La situación crítica por la que pasa el país debería, más bien, estimular la recuperación de narrativas esperanzadoras, como la de una renovación democrática. Uno de los problemas es la concepción puramente formalista de la democracia en la que hemos caído. En ella, este sistema político existe únicamente porque hay elecciones limpias e instituciones garantes de ellas, además de una constitucionalidad que mantiene un equilibrio entre instituciones y actores políticos. Esta visión ignora debates más profundos sobre qué implica vivir en democracia, qué falta cambiar en el Perú para poder construir este sistema político. Ante una concepción demasiado formalista, las soluciones propuestas al ocaso de nuestro régimen se suelen quedar también en lo formal, en asegurar que el sistema funcione así no exista una ciudadanía que lo respalde. De ahí que veamos debates sobre bicameralidad o elecciones primarias, o propuestas cuyo objetivo es forzar la existencia de partidos incluso si estos no tienen lazos reales con la mayoría de la población.

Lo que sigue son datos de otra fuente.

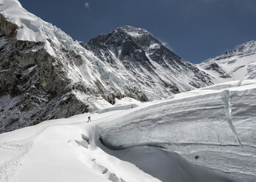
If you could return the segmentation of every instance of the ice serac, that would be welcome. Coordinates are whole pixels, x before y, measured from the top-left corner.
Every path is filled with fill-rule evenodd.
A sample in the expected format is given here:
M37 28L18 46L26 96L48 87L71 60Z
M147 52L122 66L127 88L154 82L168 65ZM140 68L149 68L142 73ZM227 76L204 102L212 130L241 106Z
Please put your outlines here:
M0 0L0 133L111 106L140 90L16 0Z
M151 99L212 84L207 74L143 29L125 26L81 45Z
M17 0L0 4L0 132L211 84L143 29L120 28L85 48Z
M111 125L102 123L101 141L114 150L159 147L241 181L255 181L256 81L243 80L238 87L238 82L177 94Z
M215 84L256 78L256 42L252 40L238 48L198 65Z

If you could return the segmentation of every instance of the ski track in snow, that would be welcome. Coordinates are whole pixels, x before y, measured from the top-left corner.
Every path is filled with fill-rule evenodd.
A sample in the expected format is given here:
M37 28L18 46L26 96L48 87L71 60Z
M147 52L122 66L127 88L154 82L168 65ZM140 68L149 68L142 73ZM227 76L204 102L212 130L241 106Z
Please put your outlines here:
M9 150L14 150L15 155L10 159L6 159L0 161L0 181L9 181L9 178L12 177L20 165L21 161L29 152L32 145L30 140L17 140L0 144L0 150L4 149L6 153Z
M48 150L55 150L51 149L51 147L49 147L47 145L52 145L52 147L55 148L55 142L60 143L58 145L60 145L60 148L63 148L65 153L66 153L66 150L69 150L69 148L72 150L72 153L75 156L75 159L83 164L83 166L90 169L90 170L93 172L94 175L95 175L95 178L96 176L103 178L102 181L105 181L104 180L119 182L159 181L158 179L143 172L134 164L121 161L114 157L111 153L108 154L108 153L103 150L103 146L101 146L98 138L98 134L101 135L103 133L100 131L100 128L98 127L110 127L110 128L111 128L113 125L116 125L118 128L117 131L111 129L111 132L114 135L113 139L120 139L121 140L120 142L121 142L121 143L122 142L122 145L123 145L124 148L131 148L129 150L131 150L131 151L133 151L132 148L134 147L139 148L138 150L141 148L139 150L139 150L144 151L143 148L145 148L145 146L148 146L148 150L151 150L151 151L156 151L156 149L153 148L159 148L161 149L161 150L170 153L175 151L188 161L198 166L207 167L214 170L233 174L234 175L240 174L241 175L244 175L244 176L253 176L254 174L255 174L254 170L255 164L253 164L254 161L256 162L256 159L254 157L256 156L256 146L254 145L255 142L253 141L253 138L252 138L251 140L247 140L248 138L246 137L248 137L249 135L241 131L244 128L243 128L243 125L241 128L241 125L239 125L238 122L240 120L239 117L243 115L243 117L246 117L246 115L243 114L244 112L249 114L249 112L252 109L252 113L249 114L252 114L252 117L254 117L255 114L253 114L253 109L255 107L249 100L250 97L244 96L243 95L242 95L244 96L243 98L243 104L244 104L244 106L239 106L239 104L241 104L239 101L239 99L241 99L241 96L239 95L239 95L241 94L239 92L238 92L238 95L235 94L235 92L238 92L236 90L243 90L246 88L244 85L249 85L248 88L250 87L252 88L255 87L255 86L253 86L254 87L250 86L249 82L246 84L246 81L243 81L239 83L238 83L238 81L232 83L232 85L235 87L233 89L232 88L232 87L230 87L230 85L227 84L226 85L231 87L228 91L232 92L230 96L229 94L226 92L227 91L225 90L226 90L226 87L223 85L213 86L212 88L210 87L208 88L209 90L205 90L205 89L207 88L194 90L177 95L174 98L172 98L169 100L139 104L138 107L131 109L129 109L129 108L131 109L132 107L131 106L131 105L130 106L119 106L115 108L103 109L101 112L99 111L99 114L84 114L74 116L68 119L46 121L37 125L3 134L0 135L0 154L3 153L7 157L6 159L1 159L0 155L0 181L13 181L15 178L26 175L26 173L24 173L24 169L26 169L25 167L27 167L27 165L31 165L30 164L30 160L32 159L31 159L32 156L33 157L35 154L38 155L37 152L38 152L38 150L45 150L45 147L49 148ZM235 87L238 85L240 87ZM216 87L221 89L218 89ZM211 90L212 88L215 88L214 90L215 90L215 91ZM249 94L252 94L252 90L248 92L245 91L244 93L247 94L246 95L251 95ZM238 100L237 99L238 97L239 98ZM198 98L201 99L203 98L203 100L200 101L204 101L207 104L204 105L204 103L198 101L199 100L197 101L196 98ZM235 100L232 101L234 98ZM215 100L212 100L212 98ZM203 106L201 106L201 104L203 104ZM193 107L191 107L191 106L193 106ZM232 107L234 107L234 109ZM249 109L247 109L248 110L244 110L243 107ZM182 112L179 112L180 109L182 109ZM210 112L207 112L208 110ZM195 111L197 111L196 114L194 113L192 114ZM181 124L181 127L182 127L182 123L179 122L179 120L181 118L181 117L182 117L183 120L189 119L189 120L193 120L198 119L196 116L197 113L202 112L203 114L210 114L216 111L218 111L218 112L212 114L212 117L215 117L216 114L218 114L223 112L223 114L218 117L219 119L222 118L221 122L218 123L227 127L224 131L230 134L229 136L229 138L228 138L229 142L222 140L226 139L226 138L221 138L223 137L221 136L218 136L218 138L215 138L215 136L214 135L212 136L212 139L213 139L212 141L200 140L200 138L198 138L199 140L195 140L193 139L195 136L190 136L190 138L192 139L191 141L187 140L186 142L186 139L182 139L175 142L176 139L173 138L172 139L174 140L171 142L165 139L165 136L167 134L167 133L162 133L162 138L159 138L160 139L156 140L151 137L150 135L147 135L145 139L148 139L148 142L140 142L139 139L143 139L144 136L139 137L136 139L136 133L132 133L132 134L127 133L125 134L125 132L128 131L131 132L133 131L136 131L136 129L139 128L142 129L140 132L145 132L148 127L149 128L153 128L160 126L165 128L167 126L165 125L166 123L165 123L165 120L168 120L169 117L172 117L174 127L177 124ZM154 113L158 113L159 115L156 115ZM242 114L241 113L242 113ZM91 115L93 121L91 123L85 123L89 115ZM162 118L160 116L162 117ZM184 117L184 116L187 117ZM136 117L138 118L134 120L134 117L135 119ZM210 119L212 118L211 115L207 115L207 117ZM129 122L122 123L122 120L124 118ZM175 120L175 118L176 118L176 120ZM229 120L229 119L230 120ZM139 121L139 120L142 120ZM204 120L205 120L205 118L201 118L201 120L199 120L198 122L202 122ZM137 125L138 123L139 124L139 125ZM189 123L187 123L187 124ZM203 124L204 123L200 123ZM210 123L212 123L210 122ZM218 123L216 123L216 124ZM127 128L131 125L132 125L133 127ZM212 123L211 125L214 125L214 123ZM204 126L203 125L201 126L198 125L198 127ZM196 128L196 126L195 128ZM213 127L212 130L218 128L221 129L221 128L219 128L220 126L218 128ZM121 129L122 132L120 129ZM124 131L122 131L122 129L124 129ZM179 132L183 132L182 128L179 128ZM124 131L125 134L122 134ZM122 141L122 138L120 138L120 134L122 134L126 136L125 138L128 138L127 141L128 141L131 137L131 139L135 137L135 143L125 144L126 142L125 140ZM52 136L52 134L53 135ZM179 134L179 133L177 133L177 134ZM176 135L173 135L173 136L175 136ZM224 136L225 136L225 134ZM177 139L179 139L179 137ZM48 143L48 139L52 141L49 140ZM215 141L215 139L216 140ZM239 141L243 144L242 148L240 147L241 142L239 142ZM41 144L41 142L43 142L43 144ZM120 146L122 148L122 145ZM46 151L46 150L44 150L44 153ZM72 153L69 153L69 155L70 154ZM44 154L43 153L41 157L43 157L42 159L44 159ZM198 155L200 156L200 159L196 161L196 164L195 155ZM49 157L49 156L47 156ZM227 160L229 159L232 159L233 162L229 163ZM58 161L58 159L57 159L56 160ZM212 162L211 161L215 161L215 164L212 166ZM244 169L242 169L244 166L246 166L248 171L245 171ZM132 170L131 169L132 169ZM122 172L120 172L122 170ZM123 171L125 171L125 172ZM131 180L128 174L130 175L133 174L135 175L133 178L136 178L136 180ZM138 180L138 176L142 178L141 181ZM146 178L147 180L144 181L143 178Z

Pero la democracia no puede quedarse en el mero formalismo de las elecciones, sino que tiene que dirigir su discurso hacia nuestros problemas más profundos y tratar de dar una respuesta a ellos. Vivimos en un país de grandes desigualdades sociales y una enorme conflictividad nunca resuelta. Estos temas no son recientes, sino que son una herencia que viene desde los albores de la República, y que se mantiene con el paso de los años y los distintos contextos históricos. Lo que tenemos, en el fondo, es un país donde no existe verdadera igualdad ciudadana, y donde no hay un tejido social que permita la organización efectiva de los distintos grupos sociales. Estos son hechos que no se pueden cambiar solo con reformas electorales, pero que afectan cualquier intento democrático que se lleve a cabo en el Perú. Después de todo, ¿cómo se puede hablar de representación si es que no hay igualdad ni tampoco organizaciones en las que los ciudadanos se sientan efectivamente representados?


Resulta entonces atractiva la posibilidad de recuperar los valores democráticos en un país que nunca ha sido capaz de construirlos en la práctica. Con ello, se puede hacer frente a un régimen moribundo, que está dirigiendo al país hacia el autoritarismo. Esto abre la posibilidad de pensar en la ruptura no como un hecho destructor de la democracia, sino como una alternativa para renovar a este sistema político en el Perú.


Una ruptura democrática tendría que promover no solo la recuperación de la democracia en sus aspectos más formales, sino también una búsqueda profunda de soluciones y una reconciliación en el país, esto con el fin de curar las heridas que se han reabierto en los últimos años. La idea de un Perú nuevo requiere promover una amplia reforma del Estado, a través de una nueva Constitución. Esta lucha por una nueva constitucionalidad tendría que presentarse como algo más que un debate sobre el rol del Estado en la economía, dilema en que hoy parecen enfrascadas ciertas izquierdas. Lo más importante es la posibilidad de imaginar una renovación del Estado peruano, con un nuevo marco legal e institucional que pueda responder mejor a los problemas esenciales del país.


Frente a la ola de autoritarismo que se está produciendo en el Perú y en el mundo, una lucha en favor de ideales democráticos más amplios sería importante, especialmente en estos meses que nos aproximamos a unas próximas elecciones generales, cuyo resultado puede significar el rompimiento definitivo del régimen político.